Congressional seats will next year be reapportioned based on new state population counts—state legislatures and governors will handle the redistricting—as will the Electoral College. Eight states are set to gain seats (the big winners are Texas with four new seats, Florida with two) and ten states are set to lose (the big losers: New York and Ohio which both lose two). The general shift is a swell in the populations of the south and the west. While most have declared this a big advantage for the GOP—population growth in the south and west favors Republican-held states and districts—the rise in minority populations, traditionally part of the Democratic base, means the jury is still out on which party is best positioned to take advantage of America’s new demographics.

The political fallout, a loss of House seats in the northeast and pickups in the south and southwest, are neatly summarized and mapped in this New York Times graphic.

And last night’s NBC Nightly News report has some nice graphics in its quick rundown of what the Census data means for Congress.

Most outlets are running with ledes similar to that chosen by NBC: this is good news for the GOP. The Bloomberg report opens: “Republican strongholds in the U.S. South and West are poised to gain political power in time for the 2012 presidential election, taking electoral votes away from states Barack Obama carried in 2008, new population data is likely to show.” The New York Times’s Sabrina Tavernise and Jeff Zeleny take a characteristically more ambivalent approach, describing “far-reaching implications for elections over the next decade” before eventually conceding that Republicans seem to be bolstered here, though with an important caveat.

If President Obama were to win in the next election the same states he carried in 2008, he would receive six fewer electoral votes under the new map.

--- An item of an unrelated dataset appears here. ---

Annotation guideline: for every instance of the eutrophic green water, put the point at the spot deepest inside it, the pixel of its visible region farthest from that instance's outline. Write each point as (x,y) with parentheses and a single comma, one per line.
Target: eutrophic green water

Yet that shift would be significant only if the race were very close.

It is also unclear if the gains will go mostly to Republicans, since more than three-quarters of the population gains in the last decade were members of minorities, populations that tend to vote for Democrats.

The Times then goes on to explain further the Republican advantage, as they see it.

On the surface, Republicans would seem to have an overwhelming advantage. Most of the states gaining seats trend Republican, and most of those losing them tend to elect Democrats. What is more, Republicans will be well-placed to steer the process, with Republican governors outnumbering Democratic ones 29 to 20, with one independent, come January.

“Republicans are in the best position since modern redistricting began,” said Tim Storey, an expert on redistricting at the National Conference of State Legislatures.

Of the 336 districts whose borders are drawn by state legislatures, Republicans have full control of 196, Mr. Storey said. Democrats control legislatures for 49; a further 91 are split. The rest would be drawn by divided legislatures or appointed commissions.

Elsewhere at the Times, Michael D. Shear writes on the Caucus blog that there is an argument to be made that this is in fact a potential boon for Democrats, signaling an increase in minority voters and in the populations of Democratic pockets in Republican stronghold states.

At Slate, Dave Weigel isn’t seeing it:

This is about as bad as it could get for Democrats, and as good as it could get for Republicans. The next GOP presidential candidate gets six free electoral votes from South Carolina, Texas, Utah. The Democratic caucus in the House is about to see internal warfare in the rust belt and northeast, as their members are forced into Thunderdome battle for the diminished number of seats. Only in Illinois, I think, will the Democrats be able to create a map that hurts the GOP’s newly elected members and takes back a seat or two.

Joel Meares is a former CJR assistant editor.